NDMC is spending about ₹200 crore towards water and waste-water management, while Kanpur is investing ₹70 crore towards water metering and strengthening of its existing water supply network.
Many of the smart cities are also building infrastructure to manage storm water, rain water harvesting as well as lake rejuvenation. Thane, for instance, is spending ₹240 crore towards lake and waterfront development, while Faridabad is spending ₹45 towards revitalising its Badkhal lake.
Thermax, which provides water and waste-water treatment plants including recycling, is expected to be a major beneficiary from the above mentioned projects. VA Tech Wabag, a market leader in water treatment solutions in industrial water, desalination as well as waste and drinking water, is another of our favourites.
Technology and Infrastructure
ICT (information and communications technology) plays a critical role in the building of Smart cities.

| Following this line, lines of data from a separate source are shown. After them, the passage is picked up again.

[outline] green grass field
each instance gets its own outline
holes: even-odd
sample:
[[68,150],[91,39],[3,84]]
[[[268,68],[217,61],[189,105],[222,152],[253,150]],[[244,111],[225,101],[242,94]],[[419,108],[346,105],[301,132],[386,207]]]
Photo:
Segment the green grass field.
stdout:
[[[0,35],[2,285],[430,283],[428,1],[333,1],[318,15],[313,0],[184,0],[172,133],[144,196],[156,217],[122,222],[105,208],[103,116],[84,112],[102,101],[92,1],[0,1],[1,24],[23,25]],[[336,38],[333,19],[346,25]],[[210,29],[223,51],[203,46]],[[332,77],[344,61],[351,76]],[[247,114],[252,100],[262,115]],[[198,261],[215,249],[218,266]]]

According to Nasscom estimates, anywhere from 10 to 15 per cent of the total project investments or about $30-40 billion is the opportunity for software companies over the next five years.
For instance, in the case of citizen services, technology plays an integral role by providing access to online citizen engagement and participatory process. Provision of Wi-Fi services at public places and online service delivery are other ways. Moreover, ICT plays a key role in improving city governance by building city command and operations centres. Many of the cities have lined up huge investments in this space.
Since software development is crucial for remotely controlling water and power systems, NIIT Technologies is our favourite in this space with its specialities in digital analytics and infrastructure management services. It recently launched ‘geodesign’ , a Geographic Information System framework for planning smart cities in India. For more details on NIIT Technologies, see ‘Firm Calls’ page.
Jabalpur and many other cities are looking at significant investment in optic-fibre cable. Electricity companies also extensively use optical fibre cables for monitoring and control purposes. Sterlite Technologies, which has a 40 per cent market share in the domestic optic fibre/cable space, is expected to benefit from such projects.
Infrastructure is another big opportunity that involves diverse activities — road and flyover building, development of city centre, lake development, river bridges and so on.
NBCC, the only public sector Infrastructure player, is expected to be a major beneficiary, eyeing 15-20 of the 100 smart city projects in the country. Over the next five years, it is expected to increase its order book levels to ₹1,00,000 crore (it is ₹70,000 crore today), growing its revenues at the rate of 25-30 per cent annually. Moreover, players like Siemens and Larsen & Toubro too are expected to benefit from a range of infrastructure-based projects.